Reducing MMP-15 protein levels by RNAi also has an effect on the growth rates of SKBR-3 and BT 474 cells (FIG. 18, left panel). This effect is also duplicated by a shRNAi to MMP-25. This suggests that reducing HER2 ECD shedding also downregulates the amount of p95 HER2 in BT 474 and SKBR-3 cells, thereby reducing cell growth rates. When a gD-tagged p95 HER2 construct was introduced into these cell lines, an increase in cell growth rates was detected in both cell types relative to control transfected cells (FIG. 18, left panel). This construct is constituively phosphorylated and activates MAPK when introduced into Cos-7 cells in a ligand-independent manner (FIG. 16). However, this construct must still heterodimerize with HER3 or EGFR in order to activate Akt signaling pathways consistent with a previously published study (Xia et al. Oncogene 23:646-653 (2004)). Overexpression of gDp95HER2 in SKBR-3 cells did not significantly inhibit trastuzumab-mediated growth inhibition in these cells (FIG. 18, right panel).

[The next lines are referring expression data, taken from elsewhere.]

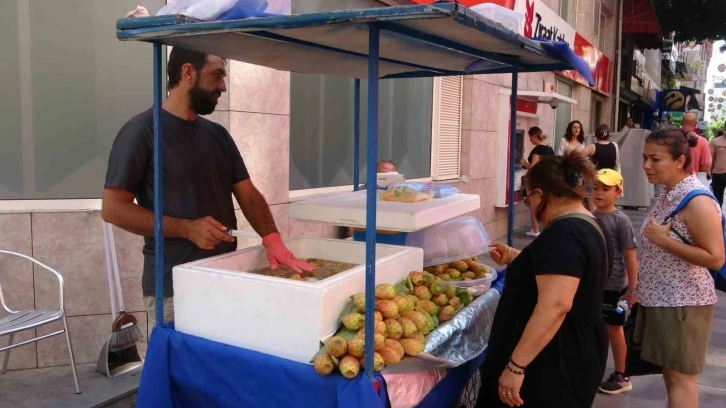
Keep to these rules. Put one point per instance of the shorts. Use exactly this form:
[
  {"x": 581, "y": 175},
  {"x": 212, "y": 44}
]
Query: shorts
[
  {"x": 675, "y": 338},
  {"x": 610, "y": 301},
  {"x": 150, "y": 304}
]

A pharmacological approach was used to determine if MMP activity plays a role in regulating HER2 shedding and p95 HER2 levels in Fo5 tumors. FVB mice with FoS tumors with average size of 400-600 mm3 were injected with GM6001 intraperitoneally or control vehicle daily over the course of three days. On day four, serum was collected and assayed for HER2 ECD by ELISA, and tumors collected and weighed. HER2 was immunoprecipitated from tumor cell lysates and assayed for p95 HER2 levels by Western blotting. GM6001 treated animals showed a significant reduction in the amount of p95 HER2 as compared to control animals (FIG. 19, right panel). Serum HER2 ECD levels were reduced in both vehicle and GM6001 treated animals (FIG. 19, left panel), however, a greater reduction was observed in GM6001 treated animals.

SUMMARY

The experiments above demonstrate that the matrix met alloprotease MMP-15 cleaves HER2 in vitro at a site that is consistent with purified shed ECD from SKBR3 cells, and interacts with full length HER2. Reducing levels of this MMP correlates well with reduced HER2 receptor shedding, and decreases basal proliferation levels in SKBR3 and BT474 cell lines. Trastuzumab appears to inhibit HER2 receptor shedding by indirectly regulating MMP-15 activity, but does not compete with MMP-15 for substrate binding and cleavage. Reducing HER2 shedding with a MMP antagonist, such as an MMP-15 antagonist, represents a therapeutic approach for treating cancer, including trastuzumab-resistant cancer.